Samedi 1er octobre, l’artiste qui n’avait pas joué depuis quatre mois, est venu faire sa rentrée au Festival du Rire de Saint-Raphaël. Et comme à chaque fois depuis 11 ans maintenant, quand il vient jouer ici, c’est la reprise de sa tournée. La salle Félix Martin, pleine à craquer, a donc eu le plaisir de découvrir son troisième spectacle « Voir les gens », coécrit par le tout aussi loufoque Florent Bernard, savant mélange entre stand-up de la vie quotidienne et absurde rempli d’imitations animalières. Comme à son habitude, l’humoriste ne lésine pas sur l’énergie et nous plonge dans le bain dès les premières secondes. 

 

Vexé qu’on ne lui retourne jamais la question « comment ça va ce soir ? », il en profite pour nous supplier d’arrêter de raconter ses blagues. Il nous l’interdit même (sauf une). « Vous le faites mal » et il a raison, après tout, personne ne peut imiter Baptiste Lecaplain. Unique en son genre, il délivre une vraie performance physique et sa seule présence sur scène suffit à planter les décors, aussi nombreux et variés soient-ils. Un joyeux bordel très organisé, qui nous emmène de digressions en digressions dans des contrées lointaines, mais nous ramène toujours au bon endroit, pile au moment où l’on commence à croire que l’on est peut-être perdu. Les références se croisent et se relient avec malice tout au long du spectacle, et à chaque fois la réaction est la même : « mais quel génie ! » 

La société évolue vite, l’humour aussi et, selon lui, les spectateurs veulent en savoir plus sur les artistes. Alors, il a décidé de se confier à nous sur ses peurs. Un peu trop peut-être… Le jeune papa de 37 ans nous propose une heure et demie intense où s’entremêlent de manière étonnante, tous les réflexes de vieux, une Fanny Ardant réincarnée dans un ananas qui fume et dit le futur (avec un peu de retard), une passion dévorante pour le dernier Dyson, des guêpes clairement inutiles, sans oublier les 7 nains dont on a découvert la version non censurée dans Blanche Neige, ce dessin animé qui a visiblement beaucoup trop tourné en boucle chez lui (9 mois quand même).

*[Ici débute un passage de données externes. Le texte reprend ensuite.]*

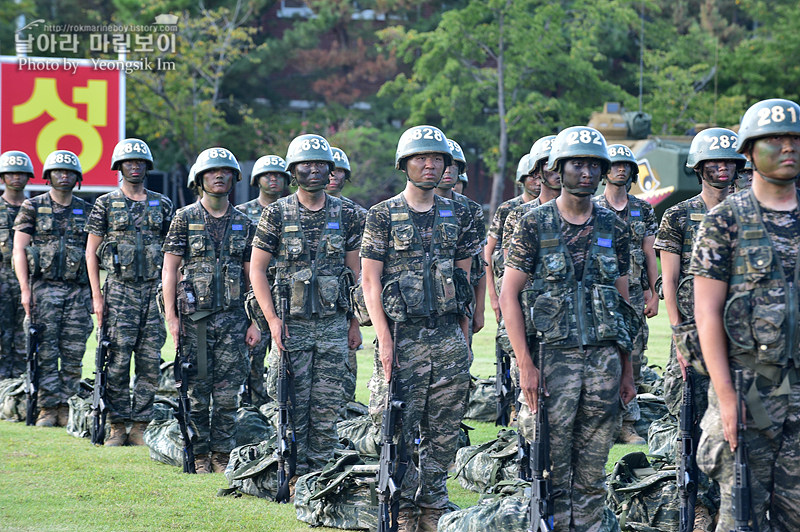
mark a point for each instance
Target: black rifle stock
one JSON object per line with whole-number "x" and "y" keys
{"x": 286, "y": 450}
{"x": 687, "y": 467}
{"x": 742, "y": 503}
{"x": 99, "y": 406}
{"x": 393, "y": 460}
{"x": 503, "y": 387}
{"x": 181, "y": 368}
{"x": 541, "y": 510}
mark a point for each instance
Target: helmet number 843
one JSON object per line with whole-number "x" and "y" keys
{"x": 775, "y": 113}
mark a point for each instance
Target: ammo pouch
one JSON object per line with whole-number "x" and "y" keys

On y parle donc société, éducation mais aussi sodomie. Pas d’inquiétude, c’est imagé, et « fait par un professionnel », Gloria et Hermès peuvent en témoigner.. À quelques détails près. 

Étonnamment, il sait aussi se montrer sérieux, surtout quand il s’agit de se repentir de l’une de ses plus grosses erreurs : tromper la première et unique femme de sa vie. Une rupture expliquée en détails, (très) imagée et évidemment parsemée de quelques vannes qui n’empêchent pas un moment presque solennel. Spoiler alert : ils ont maintenant deux beaux enfants, et le bail est enfin à leurs deux noms.

Un roller coaster déjanté, où les loopings s’enchaînent frénétiquement et les moments plus calmes nous laissent que trop peu de temps pour rattraper notre souffle. Bref, ça décoiffe, on en ressort secoués mais heureux, et ça vaut bien l’ovation qui a clôturé cette belle première soirée du Festival du Rire qui se déroule jusqu’au 16 octobre prochain, à Saint-Raphaël. 

 

Texte et photos : Elodie Moreno.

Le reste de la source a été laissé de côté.